Le dernier partenariat de Bell Mobilité, qui devrait arriver au Québec cette année, s'est fait avec la marque Choix du président des supermarchés Loblaws. Leur contribution à l'offre de Bell consistera à offrir leur puissant réseau de distribution. Mais qui sait? Peut-être pourra-t-on commander d'une simple touche une pizza à croûte mince, pour un prix préférentiel.

Ce qui est sûr, c'est que les agences de publicité travaillent très fort pour inventer les partenariats les plus surprenants. Chez Cossette, on a un mot pour ça: l'expérientiel.

Si l'agence de publicité de la rue Drummond n'a pas peur des mots exotiques, elle redoute plus que tout l'infidélité des nouvelles générations de consommateurs, plus volatils que jamais. L'expérientiel est une stratégie chargée de renforcer leur loyauté envers les marques. Les nouveaux partenariats utilisés par les compagnies de technologie répondent exactement à cette problématique.

«Les compagnies de technologies font partie des secteurs qui ont du mal à rejoindre les consommateurs par les médias de masse», explique Pascale Chassé, vice-présidente chez Optimum, la division des relations publiques de Cossette. «De plus en plus, on essaie de faire vivre une expérience au consommateur pour qu'il crée un lien avec la marque. Les cartes de crédit font ça depuis longtemps, en s'alliant à des boutiques ou à diverses causes. Ces associations permettent d'afficher les valeurs de la marque et de créer un lien plus affectif.»

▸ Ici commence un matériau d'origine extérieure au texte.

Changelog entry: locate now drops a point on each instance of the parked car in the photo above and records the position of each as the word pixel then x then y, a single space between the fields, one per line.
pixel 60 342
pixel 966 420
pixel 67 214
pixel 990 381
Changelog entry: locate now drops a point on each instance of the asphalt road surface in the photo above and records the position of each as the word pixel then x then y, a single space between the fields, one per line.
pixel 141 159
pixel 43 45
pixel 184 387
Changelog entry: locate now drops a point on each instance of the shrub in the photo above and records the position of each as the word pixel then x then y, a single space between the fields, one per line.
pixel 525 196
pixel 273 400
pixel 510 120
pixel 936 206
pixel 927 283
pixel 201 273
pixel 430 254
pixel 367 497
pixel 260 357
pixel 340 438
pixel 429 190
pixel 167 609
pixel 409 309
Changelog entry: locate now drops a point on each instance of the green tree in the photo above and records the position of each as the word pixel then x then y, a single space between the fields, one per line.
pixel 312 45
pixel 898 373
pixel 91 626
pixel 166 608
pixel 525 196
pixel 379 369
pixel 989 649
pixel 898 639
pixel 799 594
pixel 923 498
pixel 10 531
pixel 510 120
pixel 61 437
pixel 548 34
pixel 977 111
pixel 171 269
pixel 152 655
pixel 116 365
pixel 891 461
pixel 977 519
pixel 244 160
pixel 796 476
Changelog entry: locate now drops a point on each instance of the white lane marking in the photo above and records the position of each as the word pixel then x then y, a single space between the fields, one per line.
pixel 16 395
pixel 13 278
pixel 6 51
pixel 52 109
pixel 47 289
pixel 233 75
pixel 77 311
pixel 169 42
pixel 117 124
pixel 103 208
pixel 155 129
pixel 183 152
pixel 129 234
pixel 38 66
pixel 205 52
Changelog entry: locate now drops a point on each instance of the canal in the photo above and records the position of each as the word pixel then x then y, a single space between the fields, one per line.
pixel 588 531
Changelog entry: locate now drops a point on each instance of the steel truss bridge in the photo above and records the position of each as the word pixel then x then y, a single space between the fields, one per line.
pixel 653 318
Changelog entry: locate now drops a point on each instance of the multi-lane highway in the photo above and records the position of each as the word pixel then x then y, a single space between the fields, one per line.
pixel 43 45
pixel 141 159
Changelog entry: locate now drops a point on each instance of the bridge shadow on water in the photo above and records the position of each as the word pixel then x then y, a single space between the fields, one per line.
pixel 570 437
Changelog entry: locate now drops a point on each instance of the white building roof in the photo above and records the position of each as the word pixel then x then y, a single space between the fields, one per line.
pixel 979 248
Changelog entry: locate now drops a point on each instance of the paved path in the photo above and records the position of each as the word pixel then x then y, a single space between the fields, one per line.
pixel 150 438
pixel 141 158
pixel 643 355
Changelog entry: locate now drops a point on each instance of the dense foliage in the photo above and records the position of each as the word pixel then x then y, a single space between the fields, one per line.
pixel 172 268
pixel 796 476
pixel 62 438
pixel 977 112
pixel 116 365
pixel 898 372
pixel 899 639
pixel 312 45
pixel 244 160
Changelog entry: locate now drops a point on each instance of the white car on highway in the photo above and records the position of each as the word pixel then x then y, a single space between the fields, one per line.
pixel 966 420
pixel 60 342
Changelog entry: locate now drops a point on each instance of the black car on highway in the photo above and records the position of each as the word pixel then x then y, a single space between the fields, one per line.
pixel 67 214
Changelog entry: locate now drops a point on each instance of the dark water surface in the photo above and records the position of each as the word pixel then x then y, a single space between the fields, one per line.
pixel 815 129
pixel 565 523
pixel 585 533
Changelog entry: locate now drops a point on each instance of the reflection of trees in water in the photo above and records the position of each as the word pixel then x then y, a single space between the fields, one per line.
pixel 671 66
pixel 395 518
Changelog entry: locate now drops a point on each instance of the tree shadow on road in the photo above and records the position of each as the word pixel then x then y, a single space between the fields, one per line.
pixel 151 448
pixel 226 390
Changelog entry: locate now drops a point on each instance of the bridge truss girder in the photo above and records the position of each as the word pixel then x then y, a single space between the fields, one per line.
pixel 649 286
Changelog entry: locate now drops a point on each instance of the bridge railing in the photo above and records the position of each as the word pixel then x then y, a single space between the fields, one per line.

«Ce qu'on voit dans l'industrie des laptops ressemble à ce qu'on fait avec la bière», remarque Mme Chassé.» C'est un secteur très aspirationnel: qu'est-ce qu'une marque veut dire? quelle est sa personnalité? c'est ça qui est important pour les jeunes quand ils font leur choix. Il faut développer un lien de proximité, parce qu'à moins d'être connaisseur, il n'y a pas tant de différence que ça entre deux bières...»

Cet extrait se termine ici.